To finance the deficit, the earlier budget proposal looks for around NGN4.9trillion of borrowings split evenly between foreign and domestic borrowings with the latter implying another year of record bond issuance while the former will likely include a Eurobond sale.      

Manufacturing PMI slips back into recession:  After clearing the 50-threshold (50.2) which signals an expansion in November, the manufacturing PMI dropped back below 50 in December (49.6). Looking acros the main pressure points where in employment and raw material inventories which dipped below 50, while new orders, supply delivery times and production levels remained above 50. The crucial new orders print declined for the second month in a row suggesting lack of confidence about the recovery in demand which is weighing on inventory levels.  One gets the sense that Nigerian manufacturers are experiencing a lukewarm recovery from the declines during the lockdowns. Non-manufacturing PMI remained in the contraction region: 45.7 (November: 47.6). In terms of impact, expectations are for the economy to remain in recession over Q4 2020 and this PMI reading implies that theory will likely hold leaving limited room for reaction by the CBN. My guess is that PMI readings should pick up over Q1 2021 and the economy will exit recession over Q2 2021 which is in sync with the CBN position and that of the Finance Ministry though of a different magnitude.

Figure 3: Manufacturing and Non-manufacturing PMI

Source: CBN

BOI raises USD1billion from the international loan market: Amid concerns over USD sourcing, the Bank of Industry (BOI) announced that it had raised USD1billion in a syndicated guaranteed loan on Christmas eve. This the third syndicated loan transaction in three years by the B2-rated subsidiary of the CBN who provided a currency swap to guarantee the loan. The issue was strongly subscribed that the BOI had to upsize the transaction to USD1billion from an initial plan of USD750million. Alongside the recent rebound in oil prices, the spate of borrowings (the World Bank Loan + the BOI raise) suggests growing ammunition for the CBN to better manage the FX market over Q1 2021.  

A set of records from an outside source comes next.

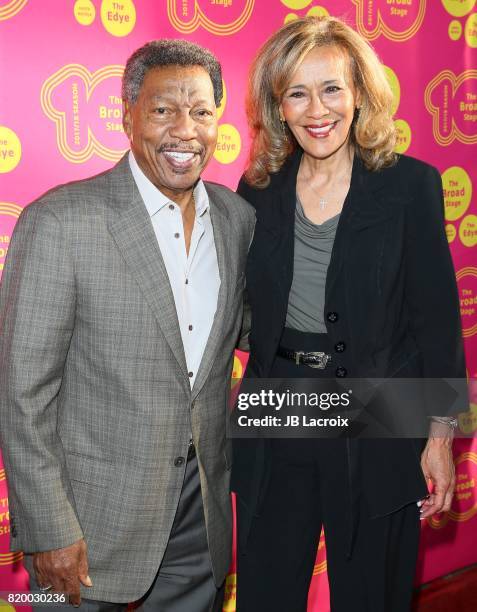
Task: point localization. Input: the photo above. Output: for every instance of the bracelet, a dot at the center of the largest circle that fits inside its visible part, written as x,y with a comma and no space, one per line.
451,422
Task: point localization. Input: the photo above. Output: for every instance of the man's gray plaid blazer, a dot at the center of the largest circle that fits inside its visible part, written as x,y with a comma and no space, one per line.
95,397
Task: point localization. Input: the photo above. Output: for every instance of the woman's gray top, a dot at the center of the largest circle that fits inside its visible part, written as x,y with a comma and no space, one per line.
313,244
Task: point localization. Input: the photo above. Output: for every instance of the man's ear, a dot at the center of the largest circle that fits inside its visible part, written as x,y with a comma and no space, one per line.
127,119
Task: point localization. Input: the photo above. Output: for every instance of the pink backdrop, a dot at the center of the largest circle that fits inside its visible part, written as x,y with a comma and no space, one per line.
60,120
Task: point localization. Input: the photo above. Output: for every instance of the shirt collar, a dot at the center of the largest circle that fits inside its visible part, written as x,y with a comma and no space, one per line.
155,200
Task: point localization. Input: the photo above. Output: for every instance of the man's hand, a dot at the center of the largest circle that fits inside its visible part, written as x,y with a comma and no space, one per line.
438,467
64,569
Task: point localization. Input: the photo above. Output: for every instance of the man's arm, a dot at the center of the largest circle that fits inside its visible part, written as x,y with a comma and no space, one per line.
437,332
37,313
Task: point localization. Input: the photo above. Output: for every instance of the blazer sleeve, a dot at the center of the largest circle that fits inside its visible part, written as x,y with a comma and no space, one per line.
431,289
37,315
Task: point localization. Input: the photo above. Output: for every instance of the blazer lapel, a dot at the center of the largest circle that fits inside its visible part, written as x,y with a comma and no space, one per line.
132,230
221,228
362,208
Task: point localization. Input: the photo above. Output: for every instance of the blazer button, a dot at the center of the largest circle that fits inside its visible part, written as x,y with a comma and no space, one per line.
340,347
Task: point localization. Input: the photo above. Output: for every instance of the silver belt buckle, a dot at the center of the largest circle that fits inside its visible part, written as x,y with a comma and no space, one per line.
322,360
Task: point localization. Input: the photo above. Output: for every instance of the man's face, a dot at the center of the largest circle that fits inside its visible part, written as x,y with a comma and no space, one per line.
172,127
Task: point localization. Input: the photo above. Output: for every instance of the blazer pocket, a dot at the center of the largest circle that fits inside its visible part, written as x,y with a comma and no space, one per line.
91,470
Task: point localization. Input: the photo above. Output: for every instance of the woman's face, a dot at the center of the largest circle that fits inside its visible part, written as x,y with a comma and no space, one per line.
319,102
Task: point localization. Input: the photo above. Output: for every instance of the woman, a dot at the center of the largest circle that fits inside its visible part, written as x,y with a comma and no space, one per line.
349,259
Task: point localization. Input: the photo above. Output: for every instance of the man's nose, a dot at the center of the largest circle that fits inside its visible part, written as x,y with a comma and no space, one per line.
183,127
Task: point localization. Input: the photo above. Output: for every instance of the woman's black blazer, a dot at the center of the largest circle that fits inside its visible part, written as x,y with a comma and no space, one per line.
391,309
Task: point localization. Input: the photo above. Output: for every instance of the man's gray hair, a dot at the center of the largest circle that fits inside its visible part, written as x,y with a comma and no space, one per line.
169,52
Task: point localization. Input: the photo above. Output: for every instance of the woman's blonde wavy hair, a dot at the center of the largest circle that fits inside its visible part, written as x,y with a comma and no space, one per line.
372,132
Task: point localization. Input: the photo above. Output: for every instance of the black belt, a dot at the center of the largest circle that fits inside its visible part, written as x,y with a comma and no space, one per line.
313,359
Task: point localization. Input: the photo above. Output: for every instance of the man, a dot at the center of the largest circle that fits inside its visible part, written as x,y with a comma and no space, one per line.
120,309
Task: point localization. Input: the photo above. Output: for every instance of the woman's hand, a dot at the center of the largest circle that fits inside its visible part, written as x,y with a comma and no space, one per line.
438,467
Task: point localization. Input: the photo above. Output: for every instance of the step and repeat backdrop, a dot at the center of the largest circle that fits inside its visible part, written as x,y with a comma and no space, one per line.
60,120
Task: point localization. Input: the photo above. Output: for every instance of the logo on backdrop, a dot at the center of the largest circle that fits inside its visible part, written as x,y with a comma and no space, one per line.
457,188
452,102
9,214
86,109
458,8
10,150
314,11
118,18
403,129
229,143
10,8
219,17
6,558
467,284
397,20
464,503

FX reserves up, Naira gains across: Activity at the IE window slowed over the week with daily turnover of USD134million (down from prior week of USD158million). Over December, the CBN has worked to improve liquidity with sales of USD770m over the month (November: USD450million) which accounted for 67% of activity vs 39% in the prior month. Over 2020, the decision to pause activities in the FX market and re-impose a hard peg has weighed on FPI flows (down 76% y/y to USD3.8billion) leading to a drop in IE flows (-48% to USD17.8billion). In 2021, the CBN will need to re-engage with portfolio investors as a means of improving supply to the IE window with a credible interest rate policy offering.  

Figure 4: FX market turnover

Source: FMDQ

Nigeria’s FX reserves bucked the declining trend with a 0.2% rise w/w to USD34.9billion. Across the windows, the naira remained flat the official window (NGN379/$), gained at the IE window (+0.5% to NGN392/$, YTD: -7%) and parallel market (+2.6% w/w to NGN465/$, YTD: -22.2%).

Week ahead (December 29-31, 2020)

In the short week ahead, market focus is on the last NTB sale for 2020. In terms of liquidity, maturities are around NGN556billion dominated by OMO bills as there are only NGN75billion worth of NTB maturities. Largely uneventful week, but the NTB sale will likely be well bid given the maturities over the last few weeks and market appetite for short duration given the uncertain rate outlook. Bonds likely to remain bearish as traders close out their positions for year end.